Partiendo de una escenografía carente de cualquier elemento poético, la cual termina por tener un mero rol espacial para delimitar las estancias donde ocurre la acción – salón y cocina -, la obra presenta al personaje del profesor, interpretado por Mario Gas, acompañado de Clara, su esposa, encarnada por la actriz Rosa Renom. Huelga decir que estos primeros momentos para urdir el plan con el cual supuestamente vengarse del olvido al cual se ha visto condenado el profesor por la academia parecían prometer una comedia ácida y mordaz acerca de los vicios universitarios actuales. Lamentablemente, la promesa se queda en sólo un mero anhelo. Las carencias se hallan principalmente en el ritmo que preside la obra, falto de la complicidad y rapidez afectiva que requiere la comedia para desplegar su magia, máxime cuando la puesta en escena se mueve entre lo tragicómico y el vodevil.

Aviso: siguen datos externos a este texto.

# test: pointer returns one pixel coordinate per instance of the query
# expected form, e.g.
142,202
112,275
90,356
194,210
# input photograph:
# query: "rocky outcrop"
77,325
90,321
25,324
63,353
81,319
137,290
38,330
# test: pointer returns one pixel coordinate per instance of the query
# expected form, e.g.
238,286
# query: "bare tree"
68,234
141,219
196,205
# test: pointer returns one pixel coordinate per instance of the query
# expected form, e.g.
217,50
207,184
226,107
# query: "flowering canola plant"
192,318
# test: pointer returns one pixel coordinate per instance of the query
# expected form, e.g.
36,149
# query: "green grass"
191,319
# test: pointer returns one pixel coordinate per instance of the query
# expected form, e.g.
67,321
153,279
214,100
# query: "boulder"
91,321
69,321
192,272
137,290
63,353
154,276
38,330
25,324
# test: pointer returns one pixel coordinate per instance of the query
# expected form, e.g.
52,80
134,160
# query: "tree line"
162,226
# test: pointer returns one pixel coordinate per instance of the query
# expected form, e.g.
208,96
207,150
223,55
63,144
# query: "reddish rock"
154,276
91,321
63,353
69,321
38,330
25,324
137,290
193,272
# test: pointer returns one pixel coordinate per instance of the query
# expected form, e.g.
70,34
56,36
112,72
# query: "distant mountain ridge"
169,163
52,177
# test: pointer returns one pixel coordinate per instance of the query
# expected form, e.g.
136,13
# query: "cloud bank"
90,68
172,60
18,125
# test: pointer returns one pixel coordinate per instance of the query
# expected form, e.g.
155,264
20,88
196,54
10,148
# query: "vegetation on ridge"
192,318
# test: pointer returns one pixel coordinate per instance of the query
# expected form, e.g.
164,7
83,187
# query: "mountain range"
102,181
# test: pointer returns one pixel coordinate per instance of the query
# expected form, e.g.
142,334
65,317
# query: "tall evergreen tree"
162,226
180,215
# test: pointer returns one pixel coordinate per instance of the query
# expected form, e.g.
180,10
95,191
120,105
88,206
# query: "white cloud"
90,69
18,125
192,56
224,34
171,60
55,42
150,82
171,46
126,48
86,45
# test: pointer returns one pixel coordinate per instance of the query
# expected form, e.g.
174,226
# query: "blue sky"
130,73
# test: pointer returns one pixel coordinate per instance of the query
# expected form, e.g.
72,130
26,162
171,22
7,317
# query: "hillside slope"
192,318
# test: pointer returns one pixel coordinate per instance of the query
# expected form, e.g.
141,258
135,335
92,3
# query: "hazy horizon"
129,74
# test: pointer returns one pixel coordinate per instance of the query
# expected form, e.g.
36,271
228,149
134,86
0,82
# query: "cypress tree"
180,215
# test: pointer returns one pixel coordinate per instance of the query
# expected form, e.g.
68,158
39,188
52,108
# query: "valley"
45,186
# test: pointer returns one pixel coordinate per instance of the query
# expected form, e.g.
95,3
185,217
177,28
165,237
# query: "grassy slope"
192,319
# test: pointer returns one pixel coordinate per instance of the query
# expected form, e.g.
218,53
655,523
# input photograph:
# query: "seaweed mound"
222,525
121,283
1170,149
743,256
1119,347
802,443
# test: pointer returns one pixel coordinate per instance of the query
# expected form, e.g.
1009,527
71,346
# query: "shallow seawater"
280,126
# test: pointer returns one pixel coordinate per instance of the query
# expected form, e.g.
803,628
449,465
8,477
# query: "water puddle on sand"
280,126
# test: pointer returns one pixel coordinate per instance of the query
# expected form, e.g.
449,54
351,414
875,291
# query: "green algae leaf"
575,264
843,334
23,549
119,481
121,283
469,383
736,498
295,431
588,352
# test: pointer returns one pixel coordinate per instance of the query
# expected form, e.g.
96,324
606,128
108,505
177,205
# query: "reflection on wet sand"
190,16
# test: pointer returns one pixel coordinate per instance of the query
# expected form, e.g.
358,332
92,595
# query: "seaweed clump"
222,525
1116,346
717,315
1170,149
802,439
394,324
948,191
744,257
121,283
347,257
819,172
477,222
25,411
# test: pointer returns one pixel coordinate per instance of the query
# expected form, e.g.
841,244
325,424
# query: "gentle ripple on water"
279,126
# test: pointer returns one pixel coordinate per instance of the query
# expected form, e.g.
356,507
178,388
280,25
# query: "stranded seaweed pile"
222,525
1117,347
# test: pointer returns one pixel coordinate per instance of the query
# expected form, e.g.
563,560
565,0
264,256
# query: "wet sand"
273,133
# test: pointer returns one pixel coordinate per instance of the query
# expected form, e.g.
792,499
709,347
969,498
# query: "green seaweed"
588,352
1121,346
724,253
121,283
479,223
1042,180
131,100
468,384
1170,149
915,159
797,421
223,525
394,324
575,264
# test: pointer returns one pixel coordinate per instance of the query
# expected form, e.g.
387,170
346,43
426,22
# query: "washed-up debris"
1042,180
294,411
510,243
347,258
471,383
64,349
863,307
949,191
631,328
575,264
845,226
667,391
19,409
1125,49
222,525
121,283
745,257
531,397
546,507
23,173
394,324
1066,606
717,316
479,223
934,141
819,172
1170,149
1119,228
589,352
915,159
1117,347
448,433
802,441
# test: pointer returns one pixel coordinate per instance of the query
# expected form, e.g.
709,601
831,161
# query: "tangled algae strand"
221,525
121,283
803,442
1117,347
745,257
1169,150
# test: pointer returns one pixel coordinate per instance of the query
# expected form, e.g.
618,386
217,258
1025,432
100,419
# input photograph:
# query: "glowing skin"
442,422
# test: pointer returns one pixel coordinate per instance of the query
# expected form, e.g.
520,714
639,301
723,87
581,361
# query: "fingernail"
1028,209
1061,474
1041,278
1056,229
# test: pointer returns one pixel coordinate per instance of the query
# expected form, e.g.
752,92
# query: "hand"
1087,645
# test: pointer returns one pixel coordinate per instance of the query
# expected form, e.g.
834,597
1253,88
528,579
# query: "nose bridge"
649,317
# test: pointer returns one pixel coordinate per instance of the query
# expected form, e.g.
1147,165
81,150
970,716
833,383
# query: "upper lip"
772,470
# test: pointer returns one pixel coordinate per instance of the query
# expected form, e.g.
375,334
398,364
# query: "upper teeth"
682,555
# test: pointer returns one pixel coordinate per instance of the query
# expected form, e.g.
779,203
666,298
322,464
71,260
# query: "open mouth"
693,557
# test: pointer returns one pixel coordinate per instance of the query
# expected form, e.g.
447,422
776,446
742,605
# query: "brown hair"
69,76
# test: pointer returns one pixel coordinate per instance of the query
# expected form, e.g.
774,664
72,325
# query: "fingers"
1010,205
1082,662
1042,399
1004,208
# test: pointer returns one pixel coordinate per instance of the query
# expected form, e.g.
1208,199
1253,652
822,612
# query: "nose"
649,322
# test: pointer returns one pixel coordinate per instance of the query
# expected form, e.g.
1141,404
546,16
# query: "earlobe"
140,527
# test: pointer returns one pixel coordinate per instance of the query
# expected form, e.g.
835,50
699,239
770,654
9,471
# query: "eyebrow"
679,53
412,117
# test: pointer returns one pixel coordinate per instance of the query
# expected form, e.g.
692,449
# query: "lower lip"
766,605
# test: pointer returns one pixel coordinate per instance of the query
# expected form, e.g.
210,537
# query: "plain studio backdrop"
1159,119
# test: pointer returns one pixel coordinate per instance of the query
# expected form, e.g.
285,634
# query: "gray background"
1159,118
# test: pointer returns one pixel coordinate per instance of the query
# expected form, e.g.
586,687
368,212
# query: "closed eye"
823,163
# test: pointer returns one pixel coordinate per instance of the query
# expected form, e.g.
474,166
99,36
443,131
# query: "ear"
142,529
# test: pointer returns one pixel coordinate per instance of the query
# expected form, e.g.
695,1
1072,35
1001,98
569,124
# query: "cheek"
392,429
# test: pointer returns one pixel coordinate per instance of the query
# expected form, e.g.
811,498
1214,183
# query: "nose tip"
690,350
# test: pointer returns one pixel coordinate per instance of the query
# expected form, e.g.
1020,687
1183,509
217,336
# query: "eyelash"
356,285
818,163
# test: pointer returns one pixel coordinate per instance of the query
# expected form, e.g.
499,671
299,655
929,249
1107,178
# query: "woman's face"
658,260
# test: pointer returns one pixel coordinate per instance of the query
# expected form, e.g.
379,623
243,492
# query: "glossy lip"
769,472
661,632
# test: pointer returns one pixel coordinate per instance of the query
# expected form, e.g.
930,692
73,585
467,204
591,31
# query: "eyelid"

Todo lo que sigue a esta primera escena, donde Mario Gas y Rosa Renom no terminan de funcionar como pareja, habiendo unas alusiones textuales a la supuesta sensualidad de la esposa que en modo alguno se reflejan en la actuación de Renom, termina por ser un montaje que deja morir por inanición un texto que, pese a no ser brillante, ofrecía muchísimo más. Los demás actores sucumben al sopor del montaje, instalado en una repetición de convencionalismos donde prima el naturalismo por encima de cualquier otro lenguaje teatral – y eso que ha llovido desde el naturalismo -. Ricardo Moya, quien encarna un Pato Bermúdez carente de gracia; Meritxell Calvo, una sobrina estereotipa del profesor, y un Jordi Andújar falto de vis cómica para el papel que debería haber dado muchísimo más juego con el profesor al ser la fantasía del idiota creado expresamente por su mujer, no hacen nada más que testificar una dirección simplista y errática, ausente de todo músculo escénico. El texto y los actores parecen dos realidades separadas, hallándose las interpretaciones en un “hacer ver” constante que deja de lado cualquier verdad escénica, es decir, la verosimilitud dramática, la cual en modo alguno tiene que reducirse a una simple copia de conductas humanas.
Sinceramente, quien quiera reírse con algunos gags en torno a dos señores que se reencuentran para dirimir disputas viriles disfrazadas de intelectualismo, quizás pase casi dos horas algo simpáticas; quien busque una comedia mordaz y bien tejida, no espere nada de este montaje. Una auténtica decepción.